Two Properties That Define the Security Posture

This pattern delivers two specific properties that matter for Securin's security posture.

  1. Data Isolation by Design

    Because the graph is never persisted, there is no storage layer to secure, no snapshot to audit, and no residual data to manage. The graph lifecycle is bounded by the process lifecycle.

  2. Zero-Latency Startup

    FalkorDB Lite initializes the in-memory graph from ingested environment data at the start of each test run. There is no remote connection to establish, no cluster to provision, and no cold-start delay waiting for a managed service.

For automated penetration testing, where each engagement operates against a distinct customer environment and customer data must not commingle or persist, this ephemeral graph model is architecturally correct in a way that a persistent managed graph service cannot replicate.

From Decision to Production

The migration from the previous graph database to FalkorDB took approximately two months. This included data pipeline migration, , agent integration, and benchmark validation.

“The convenience of just setting it up and running it stood out,” said Aviral Verma, Head of Research and Threat Intelligence at Securin. “Clear documentation, smooth data loading, and responsive support from the FalkorDB team during graph design and integration made the process straightforward.”

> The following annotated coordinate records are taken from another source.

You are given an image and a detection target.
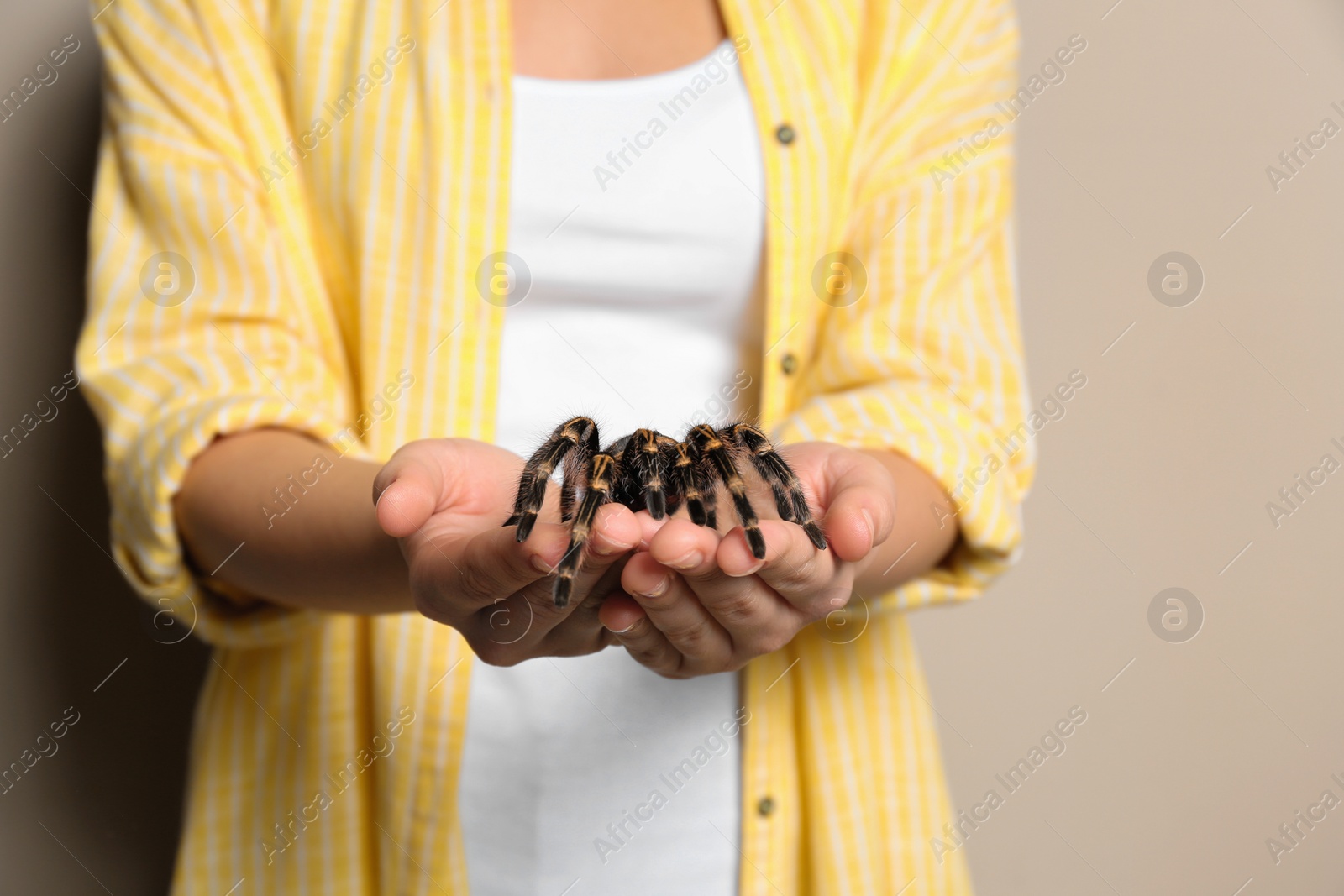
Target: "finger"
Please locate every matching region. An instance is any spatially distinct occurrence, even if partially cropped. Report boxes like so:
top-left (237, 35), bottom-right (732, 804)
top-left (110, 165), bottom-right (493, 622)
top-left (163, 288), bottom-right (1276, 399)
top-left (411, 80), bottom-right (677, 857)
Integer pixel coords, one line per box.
top-left (621, 551), bottom-right (732, 669)
top-left (374, 446), bottom-right (444, 538)
top-left (634, 511), bottom-right (672, 551)
top-left (648, 520), bottom-right (805, 644)
top-left (532, 504), bottom-right (643, 603)
top-left (444, 524), bottom-right (569, 610)
top-left (822, 451), bottom-right (896, 563)
top-left (602, 595), bottom-right (684, 679)
top-left (715, 520), bottom-right (849, 618)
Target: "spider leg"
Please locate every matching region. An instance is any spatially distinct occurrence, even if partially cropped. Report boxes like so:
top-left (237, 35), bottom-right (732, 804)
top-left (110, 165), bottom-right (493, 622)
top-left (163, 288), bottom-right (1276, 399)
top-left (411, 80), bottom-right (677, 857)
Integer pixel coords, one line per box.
top-left (690, 423), bottom-right (764, 560)
top-left (730, 423), bottom-right (827, 551)
top-left (551, 451), bottom-right (618, 607)
top-left (504, 417), bottom-right (598, 542)
top-left (621, 430), bottom-right (670, 520)
top-left (668, 442), bottom-right (708, 525)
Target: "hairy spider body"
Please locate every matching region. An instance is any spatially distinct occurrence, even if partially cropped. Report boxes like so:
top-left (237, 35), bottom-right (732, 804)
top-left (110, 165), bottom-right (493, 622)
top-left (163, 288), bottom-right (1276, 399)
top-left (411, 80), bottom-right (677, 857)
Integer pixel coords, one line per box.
top-left (504, 417), bottom-right (827, 607)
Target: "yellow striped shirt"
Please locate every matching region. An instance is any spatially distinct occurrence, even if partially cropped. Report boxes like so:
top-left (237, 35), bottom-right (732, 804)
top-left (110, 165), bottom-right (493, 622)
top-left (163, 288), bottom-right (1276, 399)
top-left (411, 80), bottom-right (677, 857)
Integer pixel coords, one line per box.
top-left (76, 0), bottom-right (1032, 896)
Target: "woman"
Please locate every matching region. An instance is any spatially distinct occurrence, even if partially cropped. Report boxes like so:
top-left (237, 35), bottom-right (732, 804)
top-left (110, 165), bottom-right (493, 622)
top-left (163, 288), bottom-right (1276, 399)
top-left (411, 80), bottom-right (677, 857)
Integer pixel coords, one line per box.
top-left (78, 0), bottom-right (1031, 896)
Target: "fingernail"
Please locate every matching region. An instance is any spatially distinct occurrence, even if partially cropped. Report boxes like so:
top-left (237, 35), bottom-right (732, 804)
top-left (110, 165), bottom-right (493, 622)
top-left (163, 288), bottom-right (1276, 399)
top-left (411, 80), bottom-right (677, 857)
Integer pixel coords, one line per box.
top-left (640, 576), bottom-right (672, 598)
top-left (669, 551), bottom-right (704, 569)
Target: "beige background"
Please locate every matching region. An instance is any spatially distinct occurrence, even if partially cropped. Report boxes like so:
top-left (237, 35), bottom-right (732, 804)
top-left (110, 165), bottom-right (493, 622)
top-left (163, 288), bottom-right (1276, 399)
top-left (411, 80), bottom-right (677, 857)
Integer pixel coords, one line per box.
top-left (0, 0), bottom-right (1344, 896)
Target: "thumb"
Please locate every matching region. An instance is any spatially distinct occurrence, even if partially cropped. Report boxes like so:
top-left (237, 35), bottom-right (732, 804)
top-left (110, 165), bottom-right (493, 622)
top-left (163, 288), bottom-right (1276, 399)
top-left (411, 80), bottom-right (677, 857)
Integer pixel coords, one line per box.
top-left (822, 451), bottom-right (896, 562)
top-left (374, 442), bottom-right (444, 538)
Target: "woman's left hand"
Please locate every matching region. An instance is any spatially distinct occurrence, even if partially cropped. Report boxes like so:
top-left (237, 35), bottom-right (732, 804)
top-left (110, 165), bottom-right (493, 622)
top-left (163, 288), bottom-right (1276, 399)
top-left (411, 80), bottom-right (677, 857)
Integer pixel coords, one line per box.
top-left (600, 442), bottom-right (910, 679)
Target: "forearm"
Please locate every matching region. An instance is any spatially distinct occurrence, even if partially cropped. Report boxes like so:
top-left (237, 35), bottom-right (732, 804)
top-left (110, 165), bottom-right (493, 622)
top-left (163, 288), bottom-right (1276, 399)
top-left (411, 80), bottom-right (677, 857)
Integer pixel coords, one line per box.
top-left (855, 450), bottom-right (958, 595)
top-left (173, 428), bottom-right (414, 612)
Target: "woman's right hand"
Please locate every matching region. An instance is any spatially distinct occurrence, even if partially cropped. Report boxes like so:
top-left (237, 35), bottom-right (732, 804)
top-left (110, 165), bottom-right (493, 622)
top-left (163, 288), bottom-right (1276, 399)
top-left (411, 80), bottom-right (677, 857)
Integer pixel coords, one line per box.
top-left (374, 439), bottom-right (641, 665)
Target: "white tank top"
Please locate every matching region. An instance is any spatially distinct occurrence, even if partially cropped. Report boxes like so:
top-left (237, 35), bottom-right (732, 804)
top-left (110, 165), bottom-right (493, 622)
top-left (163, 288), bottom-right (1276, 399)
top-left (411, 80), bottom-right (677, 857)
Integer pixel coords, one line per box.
top-left (459, 42), bottom-right (764, 896)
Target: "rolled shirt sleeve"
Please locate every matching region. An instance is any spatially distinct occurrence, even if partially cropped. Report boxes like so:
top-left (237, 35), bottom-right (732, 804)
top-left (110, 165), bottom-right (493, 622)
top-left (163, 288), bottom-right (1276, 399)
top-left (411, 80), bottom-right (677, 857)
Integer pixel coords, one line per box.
top-left (781, 0), bottom-right (1035, 609)
top-left (76, 0), bottom-right (361, 646)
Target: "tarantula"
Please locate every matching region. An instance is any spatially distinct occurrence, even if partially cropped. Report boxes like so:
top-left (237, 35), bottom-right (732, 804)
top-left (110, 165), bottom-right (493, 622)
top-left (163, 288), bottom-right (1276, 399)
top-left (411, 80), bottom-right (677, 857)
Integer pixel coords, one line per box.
top-left (504, 417), bottom-right (827, 607)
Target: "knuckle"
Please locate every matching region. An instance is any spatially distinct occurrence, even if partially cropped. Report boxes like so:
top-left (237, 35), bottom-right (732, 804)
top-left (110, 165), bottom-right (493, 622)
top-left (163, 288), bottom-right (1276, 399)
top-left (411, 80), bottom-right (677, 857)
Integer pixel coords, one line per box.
top-left (751, 629), bottom-right (793, 656)
top-left (625, 645), bottom-right (675, 674)
top-left (775, 552), bottom-right (817, 589)
top-left (663, 619), bottom-right (714, 654)
top-left (457, 562), bottom-right (496, 600)
top-left (714, 591), bottom-right (761, 627)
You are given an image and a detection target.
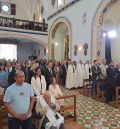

Securin also noted that FalkorDB’s full feature set is available under an open-source license. Features that are gated behind commercial licenses in some graph databases, including the performance-critical execution engine and multitenant architecture, are available to Securin without per-node pricing or enterprise tier dependencies.

Measured Results

170 queries, 0–9 hop depths, production workload.

1.43 s 0.33 s 4.4x

Query Latency

Average drops from 1.430 s to 0.326 s. p95 is 0.468 s. At 10 graph calls per agent interaction, cumulative p95 latency is ~4.7 s versus the leading graph database vendor's ~20.5 s — a 15-second difference at the tail.

5 hops 9 hops +4

Traversal Ceiling

The leading graph database vendor timed out at 5+ hops, blocking 6–9 hop queries entirely — exploitation chain analysis, cross-product defense mapping, full ATT&CK tactic coverage. FalkorDB runs all of them with a flat latency profile. The 7-hop APT29 chain completes in under 400 ms.

76.47% 100% 0 failures

Query Success Rate

Leading graph database vendor: 130/170 succeeded, 40 failed. FalkorDB: 170/170 succeeded, 0 failed. Eliminating the failure rate removed the primary source of agent hallucination and "no information found" errors in production.

~15 s ~3 s 5x

Agent Response Time (E2E)

10 calls × 1.43 s = ~14.3 s graph time on the leading graph database vendor. 10 calls × 0.33 s = ~3.3 s on FalkorDB. Total agent response drops from ~15 s to ~3 s, clearing the 5-second production SLO.

This case study is based on an internal benchmark conducted by Securin on the same hardware, using the same dataset and query set to evaluate FalkorDB.